The current rate is slightly higher than that of Canada, where Health Canada tells us that 20% of Canadians are smokers.

paging serious lark, paging serious lark,

Serious, dearie, could you please kindly describe the quality of life of a typical lung cancer patient in pallliation phase to Lobsang? feel free to mention spinal mets and the chance of paralysis, loss of bladder and bowell control. Oh yeah, and also the pain. He’s a good doper, writes enjoyably, and we’d like to spare him this fate.

**Serious lark ** is my darling wife, and also an oncologist who treats lung patients.

They gave her sarcoma as a second site to cheer her up from dealing with all the lung patients…

Mangle my name, will ya?

:blows smoke in DarkPrince’s face.

So, Lobsang. Made your decision yet?

Lobsang, all the reasons people have given you for not starting smoking (including the post from my husband, trupa ) are valid, in my experience. The list of health risks is really long (stroke/heart/aneurysms/peripheral vessel disease, lung disease & repeated lung infections, cancers (head & neck, lung, esophageal, bladder, kidney, cervix, …), ulcers and osteoporosis. I’m glad you’ve decided not to start.

Because I treat a lot of lung cancer patients, I was curious in the past as to why people started smoking in the first place, so I used to ask my patients. * Nobody * started this vice because they thought it would be enjoyable.

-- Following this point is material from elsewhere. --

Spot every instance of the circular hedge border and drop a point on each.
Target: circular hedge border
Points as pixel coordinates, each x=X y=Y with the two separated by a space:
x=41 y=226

Girls and women tended to start smoking either to lose/keep off weight or to look cool/adult or “to help deal with stress”. Men above a certain age invariably described being non-smokers until the World Wars, when the army/navy would give all their men a daily ration of tobacco along with a daily ration of alcohol, and apparently only the designated recipient was allowed to use it. A lot of these men started smoking so that they would not forfeit this benefit of being in the armed forces. (Now that says something interesting about human nature, doesn’t it?) Men below that age described starting smoking because they wanted to see “what all the fuss was about”, “because others in my family did”, and to look cool/adult.

And don’t forget that Cecil wrote that more US soldiers died from smoking habits picked up in World War II than died from the sctual fighing:

Here are a few things about the benefits of smoking:

  1. Smokers tend to be more easy going
  2. If you are standing outside somewhere smoking a cigarette, you are automatically part of a “group”. The social implications of smoking are to considered. Yes there are negatives (already mentioned) and positive (ie: having something obviously in common with a stranger)
  3. It is something to “do” when you need to get away from the job for a minute for stress relief. Of course there are other things but somehow, he went out for a cigarette, sounds less problematic to me then he went out to walk around the block.
  4. It is pleasurable after a meal, after sex or with a drink.

Having said all of this, I must agree with the group that it is a terrible habit that is dirty, disgusting and hard to stop. I just wanted to mention that smokers aren’t complete idiots that get no pleasure from smoking at all but most of us would like to stop this highly addictive habit. To start would be very foolish.

Sure, go for it. While you’re at it, play in traffic and juggle with knives. :rolleyes:

You left out running with scissors.

It’s all fun and games until someone coughs a lung out.